Ernest is scarcely a toddler when his parents begin the regimen which continues until Ernest is sent away to school. Theobald does not like children, and Christina wishes that they could be born as "full-grown clergymen . . . with comfortable livings." Constantly on guard against leniency, Theobald gives his eldest child daily lessons and beatings to eradicate any signs of self-will in him or in his younger brother and sister. Christina obediently tries to follow her husband's example in child rearing, but she succeeds better in entertaining idle fancies about their futures than in administrating corporal punishment. Imagining herself grown more spiritually pure from having "left off eating things strangled and blood," Christina dreams of herself as a possible Madonna and Ernest as a reincarnation of Christ.
Analysis
Even after the birth of Ernest, the central character in the novel, the author, through his assumed identity as the aging Edward Overton, continues to center his attention on Ernest's immediate family and the family patriarch, George Pontifex. The hilariously comic incident involving the spilling of the bottle of Jordan River water also portends the kind of life Ernest will experience as a lay Christian and cleric. The reactions of Ernest's parents and grandfather to his birth confirm the earlier descriptions of them. George is exceptionally proud of acquiring a grandson who will continue the family name; Theobald exults in having produced a grandson before his older brother produced one; Christina rejoices in Ernest's being baptized with the holiest of water.

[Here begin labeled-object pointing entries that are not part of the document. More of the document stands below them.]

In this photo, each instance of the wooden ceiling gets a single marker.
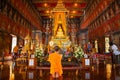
(75, 7)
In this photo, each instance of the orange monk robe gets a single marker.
(55, 61)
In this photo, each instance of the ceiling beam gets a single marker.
(54, 1)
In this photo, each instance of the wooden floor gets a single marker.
(99, 71)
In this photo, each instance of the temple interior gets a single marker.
(86, 31)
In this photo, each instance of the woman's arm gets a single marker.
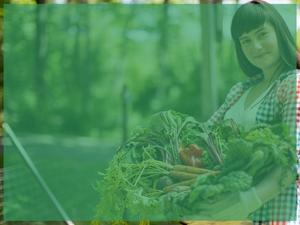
(233, 95)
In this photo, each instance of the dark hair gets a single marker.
(253, 15)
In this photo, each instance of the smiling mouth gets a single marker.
(261, 55)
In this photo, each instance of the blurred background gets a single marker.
(80, 78)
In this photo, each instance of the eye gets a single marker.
(263, 34)
(245, 42)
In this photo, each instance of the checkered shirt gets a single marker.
(281, 103)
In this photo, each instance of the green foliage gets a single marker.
(66, 66)
(143, 170)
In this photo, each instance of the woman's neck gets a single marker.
(271, 73)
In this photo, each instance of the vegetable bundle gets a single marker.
(172, 165)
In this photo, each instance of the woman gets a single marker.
(267, 54)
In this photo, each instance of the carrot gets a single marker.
(182, 183)
(177, 188)
(191, 169)
(182, 175)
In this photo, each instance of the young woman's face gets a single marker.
(260, 46)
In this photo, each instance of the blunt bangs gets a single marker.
(247, 18)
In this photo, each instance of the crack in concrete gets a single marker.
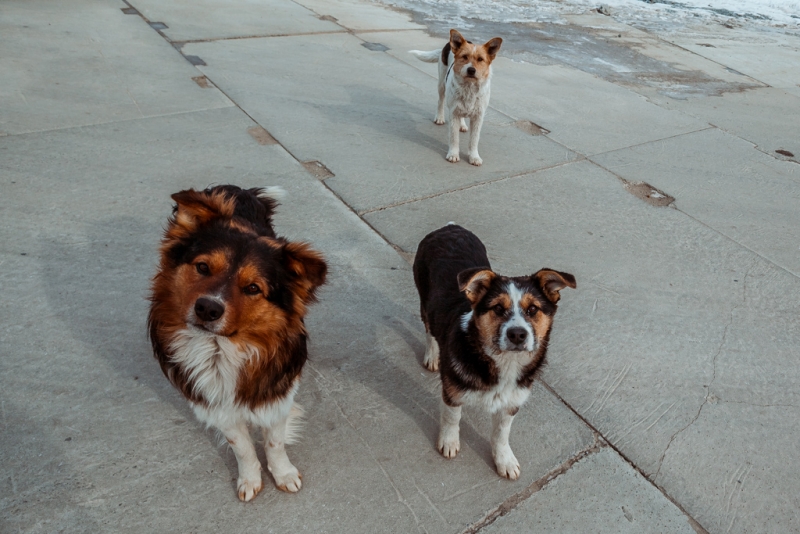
(400, 498)
(708, 394)
(512, 502)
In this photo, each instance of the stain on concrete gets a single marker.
(375, 47)
(649, 194)
(530, 127)
(203, 82)
(195, 60)
(318, 169)
(262, 136)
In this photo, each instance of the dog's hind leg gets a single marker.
(287, 477)
(504, 459)
(249, 482)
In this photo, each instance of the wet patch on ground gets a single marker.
(599, 52)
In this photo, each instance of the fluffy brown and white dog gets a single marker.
(465, 72)
(226, 321)
(487, 334)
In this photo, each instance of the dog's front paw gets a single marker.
(431, 363)
(507, 464)
(248, 488)
(290, 481)
(449, 444)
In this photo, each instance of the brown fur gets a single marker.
(275, 334)
(481, 56)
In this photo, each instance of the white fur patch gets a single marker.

The chapter devoted to eulogizing George Pontifex is a late addition to the novel and therefore represents a softened attitude on the author's part. Butler may have been influenced in this respect from having written a biography of his own grandfather, a man of whom he had no personal recollection. The chapter is not without a desired artistic effect, however, for the reader is given the impression that no matter how bad a father George was, Theobald is worse. Having been brought up to obey his father's will and to suppress his own, Theobald resolves to stifle any signs of self-will in his children. Ernest, the firstborn child of Theobald and Christina, is unfortunately destined to suffer the initial wave of Theobald's self-righteous paternal resolution.